Plants challenging the species concept
The species concept is not as clear-cut in plants as it is in animals with frequent interspecific hybridization. It is important to remember that categorizations of biological life into species, genera etc is a constructed concept, where the borders between the categories are fuzzier and less absolute than often assumed. Gene flow between species can be controlled by so-called prezygotic and postzygotic reproductive barriers.
An example of a prezygotic reproductive barrier could be that while being the same species (basically a weird-looking wolf), a Great Dane will not be able to mate with a Chihuahua simply due to their size differences.

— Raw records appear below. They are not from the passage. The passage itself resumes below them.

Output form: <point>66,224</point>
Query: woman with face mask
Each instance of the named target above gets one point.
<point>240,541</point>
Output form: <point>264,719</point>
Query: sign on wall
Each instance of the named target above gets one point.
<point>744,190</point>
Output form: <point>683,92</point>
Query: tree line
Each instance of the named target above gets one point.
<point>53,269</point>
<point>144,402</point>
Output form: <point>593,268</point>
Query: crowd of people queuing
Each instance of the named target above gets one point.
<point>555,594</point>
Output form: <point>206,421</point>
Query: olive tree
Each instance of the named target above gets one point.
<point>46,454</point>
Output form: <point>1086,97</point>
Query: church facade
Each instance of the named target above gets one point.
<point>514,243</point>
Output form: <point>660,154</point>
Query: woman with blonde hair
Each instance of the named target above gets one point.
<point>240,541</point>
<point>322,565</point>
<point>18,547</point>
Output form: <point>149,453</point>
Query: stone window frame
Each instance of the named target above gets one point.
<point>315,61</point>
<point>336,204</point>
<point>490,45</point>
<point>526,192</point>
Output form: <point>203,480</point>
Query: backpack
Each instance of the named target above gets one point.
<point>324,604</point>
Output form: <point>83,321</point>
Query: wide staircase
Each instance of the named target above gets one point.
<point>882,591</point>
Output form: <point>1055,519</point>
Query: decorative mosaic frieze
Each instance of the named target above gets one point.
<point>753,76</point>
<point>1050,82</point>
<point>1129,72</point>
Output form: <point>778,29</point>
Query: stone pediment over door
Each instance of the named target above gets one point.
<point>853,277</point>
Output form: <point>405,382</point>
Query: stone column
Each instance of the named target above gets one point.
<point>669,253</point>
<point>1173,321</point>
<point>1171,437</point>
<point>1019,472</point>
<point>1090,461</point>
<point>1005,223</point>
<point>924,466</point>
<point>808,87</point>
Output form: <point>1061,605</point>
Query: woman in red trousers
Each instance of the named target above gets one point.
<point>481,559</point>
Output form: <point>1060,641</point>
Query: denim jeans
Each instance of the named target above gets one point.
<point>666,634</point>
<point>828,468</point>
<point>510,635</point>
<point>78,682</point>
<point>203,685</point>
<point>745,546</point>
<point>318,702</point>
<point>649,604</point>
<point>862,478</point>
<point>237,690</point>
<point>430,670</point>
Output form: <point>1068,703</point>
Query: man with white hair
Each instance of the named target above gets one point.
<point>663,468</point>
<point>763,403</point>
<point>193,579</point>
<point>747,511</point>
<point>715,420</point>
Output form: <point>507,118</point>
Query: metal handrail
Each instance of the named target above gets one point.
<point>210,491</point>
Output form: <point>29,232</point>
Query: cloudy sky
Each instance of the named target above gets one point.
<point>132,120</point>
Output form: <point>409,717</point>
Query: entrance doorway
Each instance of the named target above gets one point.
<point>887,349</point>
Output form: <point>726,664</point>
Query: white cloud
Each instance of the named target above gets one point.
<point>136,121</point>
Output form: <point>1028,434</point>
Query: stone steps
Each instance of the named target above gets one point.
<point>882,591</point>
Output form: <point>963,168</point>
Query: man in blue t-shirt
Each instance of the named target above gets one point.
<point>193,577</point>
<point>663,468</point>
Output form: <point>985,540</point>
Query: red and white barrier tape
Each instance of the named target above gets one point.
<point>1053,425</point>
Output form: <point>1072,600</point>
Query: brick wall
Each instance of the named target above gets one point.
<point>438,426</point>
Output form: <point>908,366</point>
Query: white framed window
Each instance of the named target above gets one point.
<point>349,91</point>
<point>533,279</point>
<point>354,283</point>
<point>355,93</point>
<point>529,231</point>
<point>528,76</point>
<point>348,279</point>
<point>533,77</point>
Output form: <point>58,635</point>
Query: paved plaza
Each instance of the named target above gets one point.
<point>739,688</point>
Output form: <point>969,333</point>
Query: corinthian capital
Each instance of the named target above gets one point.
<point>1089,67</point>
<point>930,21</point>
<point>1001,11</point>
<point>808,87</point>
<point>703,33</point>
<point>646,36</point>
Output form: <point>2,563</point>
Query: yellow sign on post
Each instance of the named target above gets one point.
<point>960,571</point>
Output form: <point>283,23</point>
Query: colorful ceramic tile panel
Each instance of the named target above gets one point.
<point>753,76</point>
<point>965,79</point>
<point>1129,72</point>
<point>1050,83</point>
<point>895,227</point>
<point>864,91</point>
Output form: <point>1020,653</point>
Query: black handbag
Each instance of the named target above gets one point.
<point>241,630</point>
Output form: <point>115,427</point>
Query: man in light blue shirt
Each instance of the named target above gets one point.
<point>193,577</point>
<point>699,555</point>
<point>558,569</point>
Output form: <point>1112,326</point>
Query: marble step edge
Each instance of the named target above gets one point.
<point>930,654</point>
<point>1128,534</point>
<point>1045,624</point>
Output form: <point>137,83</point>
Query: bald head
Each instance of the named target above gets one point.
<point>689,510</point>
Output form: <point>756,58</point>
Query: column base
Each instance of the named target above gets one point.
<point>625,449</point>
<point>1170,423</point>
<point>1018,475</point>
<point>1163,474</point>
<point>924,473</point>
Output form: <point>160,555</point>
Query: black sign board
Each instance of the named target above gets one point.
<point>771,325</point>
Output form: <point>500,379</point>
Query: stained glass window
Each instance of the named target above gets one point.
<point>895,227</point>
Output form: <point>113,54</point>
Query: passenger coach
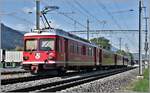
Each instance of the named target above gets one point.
<point>59,50</point>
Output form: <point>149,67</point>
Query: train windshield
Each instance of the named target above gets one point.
<point>46,44</point>
<point>31,45</point>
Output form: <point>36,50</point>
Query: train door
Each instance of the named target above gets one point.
<point>100,57</point>
<point>95,56</point>
<point>66,52</point>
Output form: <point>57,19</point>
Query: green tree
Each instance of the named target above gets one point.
<point>103,42</point>
<point>18,48</point>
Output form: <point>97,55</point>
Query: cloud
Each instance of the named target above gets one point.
<point>27,9</point>
<point>22,27</point>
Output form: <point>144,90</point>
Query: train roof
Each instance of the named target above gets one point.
<point>60,32</point>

This prezygotic barrier could most likely easily be overcome through artificial insemination from a Chihuahua male to a Great Dane female, and the offspring could be bred further.
A classical example of postzygotic reproductive barriers is the sterility of the offspring (mule, hinny) between a horse an a donkey, which inhibits further breeding of the hybrid. More severe prezygotic or postzygotic barriers cause failure of fertilization or spontaneous abortion. Plants, on the other hand, can often breed across species barriers and sometimes even across genera [37-39]. There are also several manipulation techniques where post-zygotic hybridization barriers in plants can be overcome – for example through embryo rescue where embryos that otherwise would be aborted before the seed is mature can be grown in a petri dish using a growth media supplemented with nutrients and hormones . This natural gene flow between distantly related species through cross breeding is challenging our classical categorizations into nice hierarchies of species and genera.